2) Rent out our house. Take out large mortgage on new 200k house. Use rental income from house 1 to pay most of the mortgage on house 2.

I'm thinking it can't be that easy, can it? Would we have to raise a deposit for house 2 mortgage, or could we use house 1 as collateral?



LookAtMyCat

Original Poster:

464 posts

109 months

Thursday 28th April 2016
quotequote all
But would that not mean that we'd have much larger repayments on house 2, with the rent from house 1 only covering the new mortgage on house 1?

Personally I favour option 1 but the wife is keen on option 2!

LookAtMyCat

Original Poster:

464 posts

109 months

Thursday 28th April 2016
quotequote all
Sarnie said:
No, quite the opposite, you would have a large surplus of rent that contributes to the payment of the residential property!

How much would your current property rent for?
House 1 would rent for ~650-700 a month. When we spoke to a mortgage advisor last year she said if we sold our ~160k house and bought for ~250k then the repayments would be ~450 a month on the 100k on-top mortgage. I'd assume then that if we mortgaged house 1 at 75%, took out a mortgage on house 2 at ~100k on top of what we took from house 1 mortgage, we'd have approx 2 x 450 p/m mortgages to pay. Leaving us with ~2-300 a month on top to pay.

This would be probably be complicated by the fact that I am self-employed and the wife does not work. I guess the bank would certainly take into consideration what would happen if we didn't have tenants for a while how the mortgages would be paid.

LookAtMyCat

Original Poster:

464 posts

109 months

Friday 29th April 2016
quotequote all
Sarnie said:
And he doesn't need to show he can cover both mortgages.
That's where the the issue would come in for us as being self-employed and can essentially earn as much as I like up to a percentage of my turnover (just lose receipts).

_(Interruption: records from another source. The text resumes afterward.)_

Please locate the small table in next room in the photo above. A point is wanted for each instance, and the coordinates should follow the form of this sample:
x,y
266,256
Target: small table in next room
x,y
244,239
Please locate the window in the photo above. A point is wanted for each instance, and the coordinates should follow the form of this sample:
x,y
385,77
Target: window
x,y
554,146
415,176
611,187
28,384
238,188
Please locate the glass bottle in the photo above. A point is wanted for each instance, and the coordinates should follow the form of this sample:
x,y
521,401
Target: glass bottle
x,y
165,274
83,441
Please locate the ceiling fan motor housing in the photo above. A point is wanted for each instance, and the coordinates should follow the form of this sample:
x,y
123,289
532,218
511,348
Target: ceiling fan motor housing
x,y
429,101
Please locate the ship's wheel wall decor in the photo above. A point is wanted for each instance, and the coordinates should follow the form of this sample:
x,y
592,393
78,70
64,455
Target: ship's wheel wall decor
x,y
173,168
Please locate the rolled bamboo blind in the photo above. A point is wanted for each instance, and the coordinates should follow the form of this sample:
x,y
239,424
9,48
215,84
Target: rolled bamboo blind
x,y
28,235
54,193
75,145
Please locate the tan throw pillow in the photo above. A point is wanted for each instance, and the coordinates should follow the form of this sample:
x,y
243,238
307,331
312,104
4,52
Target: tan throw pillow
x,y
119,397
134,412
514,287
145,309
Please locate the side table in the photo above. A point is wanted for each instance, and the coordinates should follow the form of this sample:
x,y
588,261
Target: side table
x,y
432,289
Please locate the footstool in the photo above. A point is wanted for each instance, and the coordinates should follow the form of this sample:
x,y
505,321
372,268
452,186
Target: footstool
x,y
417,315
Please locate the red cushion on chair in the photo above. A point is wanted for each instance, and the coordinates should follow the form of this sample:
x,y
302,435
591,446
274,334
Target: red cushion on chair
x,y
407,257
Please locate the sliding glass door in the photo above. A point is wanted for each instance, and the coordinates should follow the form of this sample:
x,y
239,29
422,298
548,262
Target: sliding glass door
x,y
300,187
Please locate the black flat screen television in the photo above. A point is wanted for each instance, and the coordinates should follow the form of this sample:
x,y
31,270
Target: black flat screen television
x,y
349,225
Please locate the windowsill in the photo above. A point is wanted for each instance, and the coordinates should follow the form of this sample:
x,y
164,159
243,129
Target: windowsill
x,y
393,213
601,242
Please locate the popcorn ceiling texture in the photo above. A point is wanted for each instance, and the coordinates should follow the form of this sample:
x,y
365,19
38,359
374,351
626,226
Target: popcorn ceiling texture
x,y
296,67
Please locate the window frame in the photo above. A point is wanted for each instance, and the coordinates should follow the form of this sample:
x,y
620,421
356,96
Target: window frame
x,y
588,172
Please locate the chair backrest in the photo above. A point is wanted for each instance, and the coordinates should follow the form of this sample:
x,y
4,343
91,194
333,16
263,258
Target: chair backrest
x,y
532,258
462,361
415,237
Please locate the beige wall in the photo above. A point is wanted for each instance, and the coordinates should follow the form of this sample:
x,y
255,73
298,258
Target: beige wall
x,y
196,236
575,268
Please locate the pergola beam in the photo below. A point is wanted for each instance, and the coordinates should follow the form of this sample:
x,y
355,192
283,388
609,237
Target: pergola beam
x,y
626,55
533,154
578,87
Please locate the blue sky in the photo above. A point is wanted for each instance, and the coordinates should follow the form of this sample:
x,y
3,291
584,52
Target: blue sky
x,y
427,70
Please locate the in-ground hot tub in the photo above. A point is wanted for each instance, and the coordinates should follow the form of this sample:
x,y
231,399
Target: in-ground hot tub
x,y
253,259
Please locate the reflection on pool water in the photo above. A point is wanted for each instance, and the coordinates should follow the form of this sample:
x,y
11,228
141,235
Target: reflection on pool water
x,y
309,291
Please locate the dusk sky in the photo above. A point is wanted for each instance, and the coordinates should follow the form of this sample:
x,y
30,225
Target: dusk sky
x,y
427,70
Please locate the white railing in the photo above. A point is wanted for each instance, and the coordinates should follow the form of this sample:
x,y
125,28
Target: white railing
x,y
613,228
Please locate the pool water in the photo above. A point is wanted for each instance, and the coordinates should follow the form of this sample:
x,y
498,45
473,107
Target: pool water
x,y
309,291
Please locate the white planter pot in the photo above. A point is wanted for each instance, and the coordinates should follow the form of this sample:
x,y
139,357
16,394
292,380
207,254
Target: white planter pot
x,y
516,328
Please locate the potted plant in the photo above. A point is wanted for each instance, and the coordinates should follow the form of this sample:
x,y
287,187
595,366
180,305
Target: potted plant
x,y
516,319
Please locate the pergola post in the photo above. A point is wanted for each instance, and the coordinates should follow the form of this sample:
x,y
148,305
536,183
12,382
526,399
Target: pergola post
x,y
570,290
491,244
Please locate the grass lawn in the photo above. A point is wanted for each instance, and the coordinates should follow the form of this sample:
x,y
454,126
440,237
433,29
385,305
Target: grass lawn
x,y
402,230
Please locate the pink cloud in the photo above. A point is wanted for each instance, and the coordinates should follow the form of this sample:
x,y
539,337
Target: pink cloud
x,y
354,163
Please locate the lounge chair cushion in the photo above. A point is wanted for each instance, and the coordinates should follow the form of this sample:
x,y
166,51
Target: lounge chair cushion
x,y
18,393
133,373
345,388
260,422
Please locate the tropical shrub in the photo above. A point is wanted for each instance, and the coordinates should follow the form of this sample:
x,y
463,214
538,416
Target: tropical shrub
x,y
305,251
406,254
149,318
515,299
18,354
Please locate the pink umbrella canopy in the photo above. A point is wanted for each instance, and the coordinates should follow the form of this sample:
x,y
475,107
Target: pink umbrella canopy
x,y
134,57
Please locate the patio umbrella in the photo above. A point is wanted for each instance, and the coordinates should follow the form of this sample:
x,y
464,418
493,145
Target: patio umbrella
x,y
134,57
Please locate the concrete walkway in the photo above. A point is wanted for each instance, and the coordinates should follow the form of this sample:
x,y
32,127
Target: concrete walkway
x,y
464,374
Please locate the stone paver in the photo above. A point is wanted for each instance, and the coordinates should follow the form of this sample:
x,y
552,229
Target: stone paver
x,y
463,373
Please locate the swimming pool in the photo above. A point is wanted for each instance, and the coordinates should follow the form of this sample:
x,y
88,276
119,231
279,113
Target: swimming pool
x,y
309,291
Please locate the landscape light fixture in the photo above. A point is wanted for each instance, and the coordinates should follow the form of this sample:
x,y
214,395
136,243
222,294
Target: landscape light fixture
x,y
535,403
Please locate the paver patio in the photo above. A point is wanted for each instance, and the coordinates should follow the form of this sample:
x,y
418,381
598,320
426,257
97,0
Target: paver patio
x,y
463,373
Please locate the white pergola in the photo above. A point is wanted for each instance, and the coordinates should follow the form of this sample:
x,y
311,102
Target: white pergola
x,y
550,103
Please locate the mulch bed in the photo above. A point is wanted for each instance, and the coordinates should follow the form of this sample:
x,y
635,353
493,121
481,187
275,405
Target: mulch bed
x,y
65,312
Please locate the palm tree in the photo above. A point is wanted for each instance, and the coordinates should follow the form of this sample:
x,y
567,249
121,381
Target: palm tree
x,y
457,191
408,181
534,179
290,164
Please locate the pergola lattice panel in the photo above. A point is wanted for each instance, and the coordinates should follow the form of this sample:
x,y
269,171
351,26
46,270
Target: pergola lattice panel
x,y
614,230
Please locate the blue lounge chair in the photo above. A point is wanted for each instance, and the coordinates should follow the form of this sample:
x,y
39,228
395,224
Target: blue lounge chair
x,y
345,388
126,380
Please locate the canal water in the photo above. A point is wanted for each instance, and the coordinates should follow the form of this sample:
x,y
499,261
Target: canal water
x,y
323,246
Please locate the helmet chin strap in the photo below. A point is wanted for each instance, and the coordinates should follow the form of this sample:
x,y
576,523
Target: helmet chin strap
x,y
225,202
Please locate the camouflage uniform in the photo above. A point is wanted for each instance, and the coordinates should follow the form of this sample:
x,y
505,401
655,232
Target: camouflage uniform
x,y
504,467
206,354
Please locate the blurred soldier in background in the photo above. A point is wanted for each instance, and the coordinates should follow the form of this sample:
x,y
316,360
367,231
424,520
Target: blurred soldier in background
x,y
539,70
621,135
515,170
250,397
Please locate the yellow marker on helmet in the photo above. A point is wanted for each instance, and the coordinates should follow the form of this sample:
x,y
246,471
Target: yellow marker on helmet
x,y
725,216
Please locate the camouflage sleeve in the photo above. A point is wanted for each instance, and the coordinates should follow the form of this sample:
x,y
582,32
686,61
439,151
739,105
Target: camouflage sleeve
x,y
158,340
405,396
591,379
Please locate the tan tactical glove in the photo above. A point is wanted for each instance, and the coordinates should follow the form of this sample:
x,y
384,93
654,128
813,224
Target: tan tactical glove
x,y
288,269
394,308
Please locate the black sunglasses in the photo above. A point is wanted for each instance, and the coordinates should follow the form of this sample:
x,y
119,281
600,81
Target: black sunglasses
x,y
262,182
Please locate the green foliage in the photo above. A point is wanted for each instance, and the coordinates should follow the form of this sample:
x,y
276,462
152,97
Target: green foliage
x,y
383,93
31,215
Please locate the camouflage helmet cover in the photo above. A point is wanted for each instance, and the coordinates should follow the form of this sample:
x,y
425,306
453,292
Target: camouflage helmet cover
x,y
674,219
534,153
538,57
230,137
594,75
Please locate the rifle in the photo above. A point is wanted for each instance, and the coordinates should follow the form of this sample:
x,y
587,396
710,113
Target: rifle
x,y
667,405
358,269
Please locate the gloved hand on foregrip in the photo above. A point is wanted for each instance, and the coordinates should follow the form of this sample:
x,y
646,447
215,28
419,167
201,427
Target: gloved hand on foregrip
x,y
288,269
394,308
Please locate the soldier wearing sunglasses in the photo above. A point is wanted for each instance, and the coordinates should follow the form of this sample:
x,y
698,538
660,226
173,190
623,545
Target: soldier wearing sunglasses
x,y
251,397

Last year I put in absolutely everything purchase-wise because we only wanted the smaller mortgage (this was going on what our mortgage broker told us). So now if we wanted a larger mortgage, or had to prove we could cover both, we probably couldn't even if I put this years accounts in showing larger earnings.

Luckily my wifes parents are quite wealthy and would always help us out if we got into 'trouble, but obviously the bank won't take that into account! We also have a mortgage currently on our stables & land of 450pcm so I expect that will also be taken into account.